Exception details: System.ServiceModel.Security.SecurityNegotiationException:
Secure channel cannot be opened because security negotiation with the remote
endpoint has failed. This may be due to absent or incorrectly specified
EndpointIdentity in the EndpointAddress used to create the channel. Please
verify the EndpointIdentity specified or implied by the EndpointAddress
correctly identifies the remote endpoint.  ---> System.ServiceModel.FaultException:
The request for security token has invalid or malformed elements.
   at System.ServiceModel.Security.SecurityUtils.ThrowIfNegotiationFault(Message message, EndpointAddress target)
   at System.ServiceModel.Security.SspiNegotiationTokenProvider.GetNextOutgoingMessageBody(Message incomingMessage, SspiNegotiationTokenProviderState sspiState)

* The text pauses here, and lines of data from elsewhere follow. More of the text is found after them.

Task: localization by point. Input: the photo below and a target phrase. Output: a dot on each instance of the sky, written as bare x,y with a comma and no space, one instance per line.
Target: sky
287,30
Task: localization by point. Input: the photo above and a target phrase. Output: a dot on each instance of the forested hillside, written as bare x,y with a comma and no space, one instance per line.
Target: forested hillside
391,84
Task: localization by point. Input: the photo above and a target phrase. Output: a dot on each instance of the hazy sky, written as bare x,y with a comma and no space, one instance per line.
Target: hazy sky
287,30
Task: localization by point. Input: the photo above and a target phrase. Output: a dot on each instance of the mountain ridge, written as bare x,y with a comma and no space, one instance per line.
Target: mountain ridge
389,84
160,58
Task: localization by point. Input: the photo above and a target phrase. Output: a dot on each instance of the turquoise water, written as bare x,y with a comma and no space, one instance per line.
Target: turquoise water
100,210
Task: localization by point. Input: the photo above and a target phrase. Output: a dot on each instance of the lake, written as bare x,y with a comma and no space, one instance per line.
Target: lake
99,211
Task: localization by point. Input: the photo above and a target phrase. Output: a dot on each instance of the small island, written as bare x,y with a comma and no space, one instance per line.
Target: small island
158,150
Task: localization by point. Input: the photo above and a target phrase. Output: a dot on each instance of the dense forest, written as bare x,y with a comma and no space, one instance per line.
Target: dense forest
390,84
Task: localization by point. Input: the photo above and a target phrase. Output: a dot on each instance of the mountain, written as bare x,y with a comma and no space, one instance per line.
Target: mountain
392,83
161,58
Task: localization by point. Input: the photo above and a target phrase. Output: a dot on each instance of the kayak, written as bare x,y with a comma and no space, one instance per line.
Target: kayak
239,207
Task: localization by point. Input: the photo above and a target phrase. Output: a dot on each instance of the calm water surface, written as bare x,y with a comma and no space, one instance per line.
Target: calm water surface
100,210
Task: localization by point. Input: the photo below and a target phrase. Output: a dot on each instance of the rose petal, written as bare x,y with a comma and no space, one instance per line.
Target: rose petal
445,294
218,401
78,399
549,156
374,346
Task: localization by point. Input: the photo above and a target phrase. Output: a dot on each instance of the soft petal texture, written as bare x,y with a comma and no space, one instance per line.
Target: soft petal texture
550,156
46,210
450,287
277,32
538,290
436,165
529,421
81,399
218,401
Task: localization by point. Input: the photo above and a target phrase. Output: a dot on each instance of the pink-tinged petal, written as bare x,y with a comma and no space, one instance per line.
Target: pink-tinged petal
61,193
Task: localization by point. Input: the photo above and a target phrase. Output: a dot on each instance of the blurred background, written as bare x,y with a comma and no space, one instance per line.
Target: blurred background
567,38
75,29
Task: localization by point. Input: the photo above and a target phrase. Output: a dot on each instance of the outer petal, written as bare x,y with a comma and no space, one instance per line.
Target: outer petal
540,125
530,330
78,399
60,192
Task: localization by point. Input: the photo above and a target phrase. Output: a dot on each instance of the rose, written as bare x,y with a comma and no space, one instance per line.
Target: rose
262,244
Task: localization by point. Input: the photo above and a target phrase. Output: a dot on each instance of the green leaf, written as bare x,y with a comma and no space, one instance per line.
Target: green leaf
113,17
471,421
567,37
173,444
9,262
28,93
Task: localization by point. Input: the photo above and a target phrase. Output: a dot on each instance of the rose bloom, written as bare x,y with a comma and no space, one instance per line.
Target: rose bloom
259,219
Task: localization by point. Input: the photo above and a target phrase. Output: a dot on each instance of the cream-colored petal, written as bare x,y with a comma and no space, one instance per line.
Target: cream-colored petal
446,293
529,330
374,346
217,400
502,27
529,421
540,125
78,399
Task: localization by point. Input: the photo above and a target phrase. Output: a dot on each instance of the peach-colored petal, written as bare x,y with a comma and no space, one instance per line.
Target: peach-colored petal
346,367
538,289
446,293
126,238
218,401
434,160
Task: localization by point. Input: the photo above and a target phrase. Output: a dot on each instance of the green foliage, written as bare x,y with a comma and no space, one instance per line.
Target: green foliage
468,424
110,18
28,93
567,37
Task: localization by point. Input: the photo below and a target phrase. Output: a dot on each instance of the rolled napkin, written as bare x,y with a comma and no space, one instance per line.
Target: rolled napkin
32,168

If the hostname for ADFS website

If the hostname for ADFS website specified in Provisioning ADFSServer doesn't correspond to the name of the certificate

Source: ProvisioningSystem
Message: Inventory thread experienced an error. Waiting before retrying.
Exception details: System.ServiceModel.Security.SecurityNegotiationException:
Could not establish trust relationship for the SSL/TLS secure channel with
authority 'auth42.dev.zipper.se'. ---> System.Net.WebException: The underlying
connection was closed: Could not establish trust relationship for the SSL/TLS
secure channel. ---> System.Security.Authentication.AuthenticationException: The
remote certificate is invalid according to the validation procedure.
   at System.Net.Security.SslState.StartSendAuthResetSignal(ProtocolToken message, AsyncProtocolRequest asyncRequest, Exception exception)
   at System.Net.Security.SslState.StartSendBlob(Byte[] incoming, Int32 count, AsyncProtocolRequest asyncRequest)
   at System.Net.Security.SslState.ProcessReceivedBlob(Byte[] buffer, Int32 count, AsyncProtocolRequest asyncRequest)
   at System.Net.Security.SslState.StartReceiveBlob(Byte[] buffer, AsyncProtocolRequest asyncRequest)   at System.ServiceModel.Channels.ServiceChannel.Call(String action, Boolean oneway, ProxyOperationRuntime operation, Object[] ins, Object[] outs, TimeSpan timeout)
.
.
.
Category: Provisioning
Priority: -1
EventId: 0
Severity: Error
Title:
Machine: LOCALHOST
Application Domain: Zipper.ZervicePoint.ProvisioningSystem.Service.exe
Process Id: 4304
Process Name: C:\Program Files\Zipper\ZervicePoint\ProvisioningSystem\Zipper.ZervicePoint.ProvisioningSystem.Service.exe
Win32 Thread Id: 2084
Thread Name:
Extended Properties:

If the ADFS-server doesn't respond

Source: ProvisioningSystem
Message: Error getting token from adfs using enpoint https://{0}/adfs/services/trust/13/windowsmixed
and request for url https://zervicepoint.dev.local:9900/ProcessSystem/ProvisioningService.svc

If the wrong identity is specified

If the wrong identity is specified in the worker authentication tab under edit store in AdminWeb

Source: ProvisioningSystem
Message: Could not report provider inventory status:
System.ServiceModel.Security.MessageSecurityException: An unsecured
or incorrectly secured fault was received from the other party. See
the inner FaultException for the fault code and detail. --->
System.ServiceModel.FaultException: An error occurred when verifying security for the message.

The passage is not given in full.